El presidente de Argentina, Javier Milei, acusó formalmente al gobierno de México de participar en el financiamiento de una presunta campaña mediática internacional en su contra, orientada a desestabilizar su administración previo al desarrollo de los próximos comicios presidenciales en el país sudamericano.
Las declaraciones fueron emitidas por Milei durante una entrevista en Radio Mitre, donde el mandatario argentino afirmó que existe una red de injerencia extranjera enfocada en mermar la percepción de su gestión y limitar el alcance de las reformas económicas implementadas por su gobierno.
De acuerdo con lo expuesto por el jefe de Estado argentino, las acciones en contra de su proyecto político cuentan también con el respaldo financiero y operativo del gobierno de Brasil, así como de sectores vinculados al Partido Demócrata de los Estados Unidos.
En su posicionamiento, el mandatario afirmó que un 25 por ciento de los recursos económicos orientados a esta estrategia provendrían del gobierno brasileño, aunque no presentó pruebas documentales ni especificó los montos ni el porcentaje exacto adjudicado al gobierno mexicano.
El gobernante englobó a las administraciones de México y Brasil, junto con la agrupación política estadounidense, bajo la denominación de liderazgos progresistas que buscan frenar el avance de las políticas de libre mercado impulsadas desde Buenos Aires.
A decir del presidente argentino, la presunta ofensiva exterior responde a que el éxito del modelo económico de su administración constituye un contrapeso ideológico para las corrientes políticas del área.
Las imputaciones hacia el exterior se producen en un contexto de fricciones diplomáticas en la región, luego de que el gobierno de Brasil decidiera llamar a consultas a su embajador en Argentina, Julio Bitelli, tras pronunciamientos vertidos por el presidente argentino en un acto político en São Paulo.

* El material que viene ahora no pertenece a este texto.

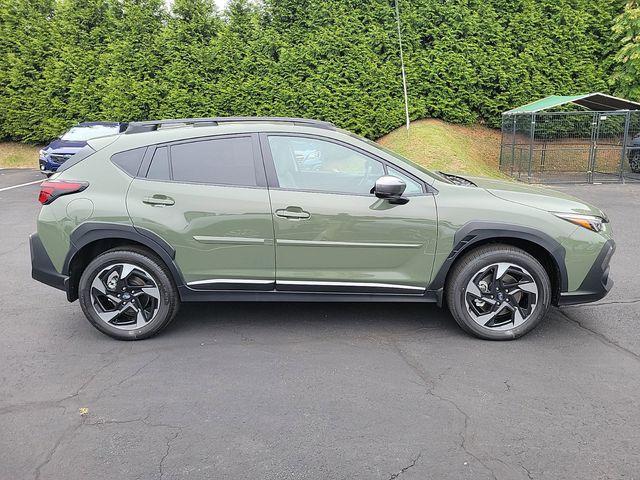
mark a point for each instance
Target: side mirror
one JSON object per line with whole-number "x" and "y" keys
{"x": 390, "y": 188}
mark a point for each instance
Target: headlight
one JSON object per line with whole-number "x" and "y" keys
{"x": 590, "y": 222}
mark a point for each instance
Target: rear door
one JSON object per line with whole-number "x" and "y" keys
{"x": 208, "y": 199}
{"x": 332, "y": 234}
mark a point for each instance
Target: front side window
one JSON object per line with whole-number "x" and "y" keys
{"x": 312, "y": 164}
{"x": 221, "y": 161}
{"x": 413, "y": 187}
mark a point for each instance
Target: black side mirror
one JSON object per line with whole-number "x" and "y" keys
{"x": 390, "y": 188}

Durante su participación en el lanzamiento de la candidatura de Flávio Bolsonaro, el mandatario argentino emitió declaraciones que llevaron a la Cancillería brasileña a retirar temporalmente a su representante diplomático en Buenos Aires.
En el mismo programa de radio, el presidente argentino cuestionó la negativa de las autoridades judiciales brasileñas para permitirle visitar al expresidente Jair Bolsonaro, quien permanece bajo arresto domiciliario tras los procesos legales derivados de los hechos ocurridos en 2022.
Para contextualizar su postura, el mandatario comparó la restricción impuesta a su persona con las facilidades otorgadas con anterioridad al presidente brasileño Luiz Inácio Lula da Silva para reunirse con la expresidenta argentina Cristina Fernández de Kirchner.
Asimismo, el mandatario argentino argumentó que los cuestionamientos hacia su gestión han experimentado un incremento progresivo tras la conclusión de la Copa Mundial de Fútbol, fenómeno que atribuyó al perfil que ha tomado su gobierno como referente político.
El presidente argentino concluyó señalando que prevé la intensificación de este tipo de disputas e injerencias internacionales a medida que se aproximen los distintos procesos electorales programados en el continente.